La revue est le résultat de mes 15 ans de travail, en tant que journaliste spécialisée dans le domaine de la culture et du voyage. je réalisais beaucoup de portraits et j’avoue avoir chaque fois particulièrement apprécié l’exercice. Pourquoi ? Parce qu’à travers l’expérience de quelqu’un, on apprend énormément sur le monde. Finalement, j’assimile le portrait à une rencontre et à une ouverture à l’autre privilégiées.
Après quelques années passées à New York où j’ai vécu, j’ai entrepris un projet d’écriture qui m’a mené plusieurs mois à LA. J’ai eu la chance de rencontrer des icônes de la culture américaine, de la contre-culture devrai-je dire !, comme la féministe Gloria Steinem, l’écrivain Budd Schullberg, grand ami de James Baldwin, Haskell Wexler et tant d’autres ! J’ai beaucoup aimé vivre dans cette culture américaine. J’étais envahie par les oeuvres du chanteur/musicien Gil Scott Heron ou Saul Willians, celles de Marc Levine ou encore et évidemment des écrivains comme Joan Didion, Erica Jong, Norman Mailer. Je découvrais la non-fiction, une écriture journalistique qui revendique la subjectivité alors bannie en France. Les journalistes américains, n’entretiennent pas ce fantasme d’une écriture objective. Ils assument que leur travail éditorial découle d’une longue réflexion sur les liens que l’individu tisse au monde. J’étais très mal à l’aise avec cette idée que l’écriture, journalistique y compris, puisse être objective. Et ce depuis ma première expérience journalistique, au sortir de mes études de droit.

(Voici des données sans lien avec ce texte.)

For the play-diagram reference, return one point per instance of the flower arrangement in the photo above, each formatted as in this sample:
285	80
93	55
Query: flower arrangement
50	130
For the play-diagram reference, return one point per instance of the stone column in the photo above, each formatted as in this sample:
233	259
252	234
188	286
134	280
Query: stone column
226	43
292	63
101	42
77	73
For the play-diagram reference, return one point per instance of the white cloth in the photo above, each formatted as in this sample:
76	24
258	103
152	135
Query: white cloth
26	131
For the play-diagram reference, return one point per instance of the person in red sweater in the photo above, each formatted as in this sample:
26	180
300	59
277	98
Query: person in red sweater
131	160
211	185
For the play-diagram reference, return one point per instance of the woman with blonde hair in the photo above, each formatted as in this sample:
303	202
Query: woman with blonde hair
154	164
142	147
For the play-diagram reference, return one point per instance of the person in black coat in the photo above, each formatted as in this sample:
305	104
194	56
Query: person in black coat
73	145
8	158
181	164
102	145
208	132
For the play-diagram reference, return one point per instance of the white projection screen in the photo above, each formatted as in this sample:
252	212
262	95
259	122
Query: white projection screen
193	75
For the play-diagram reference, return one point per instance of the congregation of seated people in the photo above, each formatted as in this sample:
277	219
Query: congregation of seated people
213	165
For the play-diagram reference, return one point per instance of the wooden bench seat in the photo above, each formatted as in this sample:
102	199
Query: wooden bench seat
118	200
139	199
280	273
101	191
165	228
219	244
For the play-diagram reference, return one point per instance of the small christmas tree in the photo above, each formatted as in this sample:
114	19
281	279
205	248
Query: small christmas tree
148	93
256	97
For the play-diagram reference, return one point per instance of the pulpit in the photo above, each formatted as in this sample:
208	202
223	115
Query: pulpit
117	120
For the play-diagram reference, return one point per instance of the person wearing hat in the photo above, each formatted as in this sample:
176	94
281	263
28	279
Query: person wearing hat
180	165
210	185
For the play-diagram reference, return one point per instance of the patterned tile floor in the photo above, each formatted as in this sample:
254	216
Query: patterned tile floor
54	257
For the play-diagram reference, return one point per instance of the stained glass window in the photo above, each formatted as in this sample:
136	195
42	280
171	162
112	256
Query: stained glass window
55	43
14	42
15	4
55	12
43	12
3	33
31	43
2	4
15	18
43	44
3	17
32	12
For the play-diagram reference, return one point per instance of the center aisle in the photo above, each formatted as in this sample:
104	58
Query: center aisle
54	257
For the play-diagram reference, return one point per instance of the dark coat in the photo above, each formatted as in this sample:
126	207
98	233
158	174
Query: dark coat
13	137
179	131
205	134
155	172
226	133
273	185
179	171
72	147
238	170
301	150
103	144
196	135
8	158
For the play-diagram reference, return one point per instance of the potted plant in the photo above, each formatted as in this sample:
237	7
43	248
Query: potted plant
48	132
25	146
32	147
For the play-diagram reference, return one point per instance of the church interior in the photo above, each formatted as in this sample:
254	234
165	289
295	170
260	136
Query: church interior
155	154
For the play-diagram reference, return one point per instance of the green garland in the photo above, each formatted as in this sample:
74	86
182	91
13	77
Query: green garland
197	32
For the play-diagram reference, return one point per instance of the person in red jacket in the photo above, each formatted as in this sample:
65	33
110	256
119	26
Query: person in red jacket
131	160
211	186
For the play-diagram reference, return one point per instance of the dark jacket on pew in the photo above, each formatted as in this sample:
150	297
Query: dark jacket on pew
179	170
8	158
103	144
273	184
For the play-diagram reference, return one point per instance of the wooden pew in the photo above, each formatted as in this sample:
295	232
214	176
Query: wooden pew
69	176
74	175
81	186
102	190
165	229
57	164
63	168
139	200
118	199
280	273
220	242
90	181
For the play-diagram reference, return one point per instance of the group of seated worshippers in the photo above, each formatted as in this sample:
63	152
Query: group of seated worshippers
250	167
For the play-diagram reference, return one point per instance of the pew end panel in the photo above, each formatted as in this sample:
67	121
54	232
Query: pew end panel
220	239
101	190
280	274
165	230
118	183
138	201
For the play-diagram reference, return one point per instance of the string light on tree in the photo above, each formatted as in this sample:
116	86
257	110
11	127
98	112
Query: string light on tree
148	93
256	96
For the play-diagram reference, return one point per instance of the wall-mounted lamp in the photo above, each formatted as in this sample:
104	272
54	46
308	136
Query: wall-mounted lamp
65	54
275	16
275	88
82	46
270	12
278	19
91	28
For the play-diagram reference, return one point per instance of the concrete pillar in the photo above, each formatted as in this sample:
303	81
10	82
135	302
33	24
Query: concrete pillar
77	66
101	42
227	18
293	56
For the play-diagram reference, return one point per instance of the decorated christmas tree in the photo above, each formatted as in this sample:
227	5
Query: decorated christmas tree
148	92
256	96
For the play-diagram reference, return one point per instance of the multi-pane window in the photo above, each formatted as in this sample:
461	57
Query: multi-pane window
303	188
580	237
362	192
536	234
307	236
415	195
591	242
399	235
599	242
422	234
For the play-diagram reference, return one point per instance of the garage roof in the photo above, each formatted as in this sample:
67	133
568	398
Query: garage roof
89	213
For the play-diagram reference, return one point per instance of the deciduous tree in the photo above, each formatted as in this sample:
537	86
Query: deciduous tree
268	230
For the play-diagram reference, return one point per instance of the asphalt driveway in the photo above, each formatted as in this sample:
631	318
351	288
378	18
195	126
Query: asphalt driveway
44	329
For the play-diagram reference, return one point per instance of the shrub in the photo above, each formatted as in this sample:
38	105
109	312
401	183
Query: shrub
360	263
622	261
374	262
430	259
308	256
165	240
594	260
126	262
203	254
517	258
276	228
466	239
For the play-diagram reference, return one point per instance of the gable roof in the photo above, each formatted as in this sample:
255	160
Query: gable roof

Lorsque je suis rentrée de New York en 2009, je ne parvenais plus véritablement à faire mon travail de journaliste ; l’espace se réduisait toujours plus. J’ai remarqué qu’à cette époque, beaucoup de revues nouvelles paraissent en France, qui découlaient de celles américaines comme Paris Revue ou The Believer. Ce type de parutions m’a évidemment tout de suite parlé et c’est alors que j’ai eu envie de me lancer. Mon frère venait de sortir la revue Alibi, j’ai alors décidé de fonder ma propre revue.
Quel en est le concept ?
Ce projet est, comme je viens de l’expliquer, très ancré dans la culture américaine. L’idée est de réaliser dans chaque numéro, le portrait de personnalités qui apportent des idées nouvelles à la société et qui portent sur elle un regard différent ; comment nait une idée nouvelle ? J’ai remarqué qu’elles naissent d’un parcours compliqué. Je choisis donc les personnalités qu’un écrivain, un photographe ou illustrateur vont rencontrer.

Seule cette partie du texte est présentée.